Je n'avais pas prévu initialement de former à l'IA mais ma newsletter LinkedIn sur l'IA pour l'événementiel est très suivie et un beau jour, le Groupe OPA m'a demandé de former ses équipes. J'ai créé la formation et depuis, je ne cesse de la modifier et de l'enrichir au fil des formations que je dispense.

Selon vous, quels sont les défis éthiques les plus pressants liés à l'usage de l'IA dans la publicité aujourd'hui, et comment les adressez-vous avec vos clients ?

Les enjeux de confidentialité ne sont pas aussi insurmontables que certains se l'imaginent (on aime beaucoup se faire peur, en France...) dès lors qu'on utilise les bonnes IA avec les bons abonnements - sécurisés.
Les enjeux environnementaux, en revanche, sont bien réels (l'IA consomme énormément de ressources énergétiques), mais bien difficiles à résoudre à un niveau individuel. Il y a des solutions - comme faire tourner son IA en local plutôt que dans le cloud - mais assez insatisfaisantes. Le "salut", s'il arrive, viendra certainement des industriels : production d'énergie plus propre - pour laquelle la France, cocorico, est bien placée -, IA moins gourmandes en ressources (Deepseek, Mistral et les IA qui ont adopté une architecture de raisonnement de type "mixture of experts" ont ouvert des perspectives prometteuses), puces moins énergivores (Nvidia y travaille et les concurrents aussi, évidemment).

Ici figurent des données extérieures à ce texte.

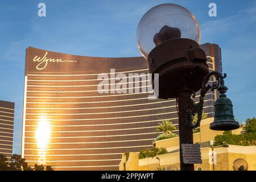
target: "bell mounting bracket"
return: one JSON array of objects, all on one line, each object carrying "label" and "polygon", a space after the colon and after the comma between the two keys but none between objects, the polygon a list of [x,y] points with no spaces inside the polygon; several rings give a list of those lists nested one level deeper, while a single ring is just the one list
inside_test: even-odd
[{"label": "bell mounting bracket", "polygon": [[[212,82],[209,82],[211,76],[213,76],[215,79]],[[218,71],[213,71],[207,75],[204,78],[200,90],[200,96],[199,102],[197,104],[191,99],[191,108],[187,110],[187,125],[190,129],[195,129],[200,126],[200,122],[202,119],[203,109],[204,105],[204,97],[209,90],[213,91],[217,89],[221,94],[220,97],[225,97],[225,93],[226,92],[228,88],[224,85],[224,78],[226,77],[226,74],[222,75]],[[209,84],[208,84],[209,82]],[[192,93],[192,97],[195,98],[196,94]],[[197,119],[195,123],[193,123],[193,120],[195,114],[197,114]]]}]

Enfin, il y a les enjeux d'atteinte au droit moral d'auteur, qui aujourd'hui concernent plus la relation artistes/sociétés d'IA que les utilisateurs finaux, mais ce ne sera pas forcément toujours le cas. Des procès sont en cours aux US, dont les issues seront certainement déterminantes.

Quelles évolutions anticipez-vous dans le domaine de la conception-rédaction, particulièrement sous l'influence de l'intelligence artificielle, au cours des prochaines années ?

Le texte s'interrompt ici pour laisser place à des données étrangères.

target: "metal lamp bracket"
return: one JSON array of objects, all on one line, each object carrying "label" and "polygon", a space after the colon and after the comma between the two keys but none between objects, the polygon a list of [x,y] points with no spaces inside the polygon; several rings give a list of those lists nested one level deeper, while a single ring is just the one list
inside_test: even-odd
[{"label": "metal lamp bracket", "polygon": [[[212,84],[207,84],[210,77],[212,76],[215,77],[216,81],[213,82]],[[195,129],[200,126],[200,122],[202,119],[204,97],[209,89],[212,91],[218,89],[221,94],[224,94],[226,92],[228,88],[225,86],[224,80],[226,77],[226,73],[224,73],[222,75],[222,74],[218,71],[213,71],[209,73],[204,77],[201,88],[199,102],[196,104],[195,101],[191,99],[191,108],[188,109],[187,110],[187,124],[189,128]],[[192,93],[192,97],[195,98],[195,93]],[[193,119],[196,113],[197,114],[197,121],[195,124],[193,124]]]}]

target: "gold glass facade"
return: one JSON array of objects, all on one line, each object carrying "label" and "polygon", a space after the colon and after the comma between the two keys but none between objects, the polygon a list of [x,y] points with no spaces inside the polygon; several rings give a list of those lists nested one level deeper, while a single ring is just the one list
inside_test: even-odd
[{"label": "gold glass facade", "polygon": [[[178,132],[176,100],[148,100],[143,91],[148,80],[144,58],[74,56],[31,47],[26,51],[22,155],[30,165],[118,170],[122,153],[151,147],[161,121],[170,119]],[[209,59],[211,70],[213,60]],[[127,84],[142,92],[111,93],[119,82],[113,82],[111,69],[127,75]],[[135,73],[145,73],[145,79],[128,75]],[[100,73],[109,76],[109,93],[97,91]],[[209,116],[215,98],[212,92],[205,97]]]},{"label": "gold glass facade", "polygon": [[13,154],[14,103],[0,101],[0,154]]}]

Il est très difficile de faire des pronostics alors que ce qui semblait impossible hier (faire rédiger à une machine des textes susceptibles d'être confondus avec des textes rédigés par un humain) est désormais parfaitement possible et courant.

Dans un premier temps, on peut raisonnablement supposer que vont coexister des productions textuelles très moyennes rédigées intégralement ou presque par des IA (les exemples peu glorieux pullulent sur LinkedIn...), d'autres rédigées "à l'ancienne" et d'autres encore rédigées par des humains avec l'aide de l'IA.

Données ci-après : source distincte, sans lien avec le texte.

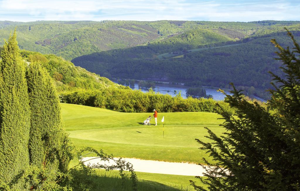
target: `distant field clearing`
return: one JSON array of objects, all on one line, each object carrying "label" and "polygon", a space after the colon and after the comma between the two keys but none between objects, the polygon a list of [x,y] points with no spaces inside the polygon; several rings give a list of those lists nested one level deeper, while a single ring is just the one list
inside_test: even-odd
[{"label": "distant field clearing", "polygon": [[[79,147],[103,149],[116,157],[170,162],[202,163],[207,156],[195,140],[205,141],[207,127],[217,135],[224,129],[217,114],[158,113],[158,125],[144,126],[152,113],[122,113],[88,106],[62,104],[66,130]],[[164,116],[164,136],[163,124]],[[154,119],[151,122],[154,123]]]}]

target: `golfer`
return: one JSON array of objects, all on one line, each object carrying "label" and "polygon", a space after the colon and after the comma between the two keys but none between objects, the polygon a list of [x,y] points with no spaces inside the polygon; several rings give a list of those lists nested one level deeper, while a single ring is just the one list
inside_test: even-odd
[{"label": "golfer", "polygon": [[154,119],[155,119],[155,125],[157,125],[157,111],[154,109],[153,111],[154,112],[153,116],[154,116]]}]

Plus tard, les IA pourront-elles se substituer totalement aux CR, qui se contenteront au mieux d'orienter et de valider ou non les productions de l'IA ? Je ne l'espère pas, mais c'est à craindre.
(Merci de me donner l'occasion de finir sur cette note complètement pessimiste ;-) ).


Régis Clinquart est un concepteur-rédacteur augmenté par l'IA et scénariste freelance, spécialisé dans l'événementiel et la publicité. Il travaille avec CASSIUS CLAY COMMUNICATION depuis plus de 12 ans. Régis aide les marques à se démarquer en élaborant des stratégies de communication, en concevant des événements et en créant des campagnes publicitaires. Il possède plus de 20 ans d'expérience dans l'événementiel et a réalisé environ 1500 événements pour divers secteurs, tels que la banque, la pharmacie et l'automobile. En parallèle, il est formateur en intelligence artificielle pour les entreprises, offrant des formations adaptées aux agences de communication.